Hacking, identity theft, and fraud are completely out of control. The government is way behind in dealing with this, and we have to protect ourselves as best as we can.
Here are some important things to know, and do:
1. Never wire funds based on email instructions without calling to confirm them. This is an extremely common fraud, unfortunately. Hacked emails make it easy for criminals to redirect wires. This happens to companies, and individuals, so if you own a business make sure your company policies demand verbal verification of all wires.
2. Freeze your credit reports to avoid fraudulent accounts being opened in your name. There are credit bureaus offering "locks" and other services, but a "credit freeze" is the only method that offers protections under the law. In the wake of the Equifax hack, I have frozen all my credit reports, and am recommending friends, family, and associates all do the same.

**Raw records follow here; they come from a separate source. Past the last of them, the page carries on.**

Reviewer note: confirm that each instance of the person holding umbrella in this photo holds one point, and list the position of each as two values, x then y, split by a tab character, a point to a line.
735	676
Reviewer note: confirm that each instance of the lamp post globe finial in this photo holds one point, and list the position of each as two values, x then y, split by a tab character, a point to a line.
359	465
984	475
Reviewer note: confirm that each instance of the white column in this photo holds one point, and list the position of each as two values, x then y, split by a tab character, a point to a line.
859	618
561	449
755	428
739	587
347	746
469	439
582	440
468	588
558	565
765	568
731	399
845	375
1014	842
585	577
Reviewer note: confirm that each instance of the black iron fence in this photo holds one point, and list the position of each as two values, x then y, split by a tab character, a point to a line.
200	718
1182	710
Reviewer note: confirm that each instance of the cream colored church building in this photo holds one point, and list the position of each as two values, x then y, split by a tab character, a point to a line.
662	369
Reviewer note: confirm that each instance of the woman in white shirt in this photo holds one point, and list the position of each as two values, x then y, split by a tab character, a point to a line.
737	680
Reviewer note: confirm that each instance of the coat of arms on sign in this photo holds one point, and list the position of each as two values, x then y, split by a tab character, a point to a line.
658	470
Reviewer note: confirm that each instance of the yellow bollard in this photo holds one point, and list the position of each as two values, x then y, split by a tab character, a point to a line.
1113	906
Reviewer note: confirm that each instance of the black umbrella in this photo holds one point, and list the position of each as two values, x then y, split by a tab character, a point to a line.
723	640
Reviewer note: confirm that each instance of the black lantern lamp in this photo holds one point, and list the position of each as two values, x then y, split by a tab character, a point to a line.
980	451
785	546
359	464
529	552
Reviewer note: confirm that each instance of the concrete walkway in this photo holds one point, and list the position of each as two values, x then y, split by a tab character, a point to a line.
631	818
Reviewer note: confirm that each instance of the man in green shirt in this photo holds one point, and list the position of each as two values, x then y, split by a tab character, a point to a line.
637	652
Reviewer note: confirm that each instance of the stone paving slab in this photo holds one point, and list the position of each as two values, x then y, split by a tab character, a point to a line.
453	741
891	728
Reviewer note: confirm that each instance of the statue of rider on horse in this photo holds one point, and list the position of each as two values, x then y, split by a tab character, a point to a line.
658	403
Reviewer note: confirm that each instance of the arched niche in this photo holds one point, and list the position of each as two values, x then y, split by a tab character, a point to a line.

This article gives step by step instructions for freezing credit, it only takes about 5 minutes per bureau.
3. People who may be suffering from the early stages of dementia are at the greatest risk. I learned of a heartbreaking story where two elderly people fell for the Nigerian Prince scam, losing millions of dollars and having to sell their home.
If you know people with declining faculties, it's especially important to put protections in place - aggressive spam filters are the easiest place to start.
4. Enable 2 factor authentication on all important accounts, including your email. DO NOT USE YOUR PHONE as the second authentication factor. In other words, don't count on receiving a text message or call to your phone for verification, because hackers are stealing phone numbers. So, wherever possible you want to avoid this. Google, Microsoft, and other major firms offer authentication apps for your smartphone that bypass the phone number. This site provides details on two factor authentication for many services.
I hope this information is helpful. The steps above can potentially save hundreds of hours, millions of dollars, and the aggravation of correcting identity theft.

An ounce of prevention is worth a pound of cure.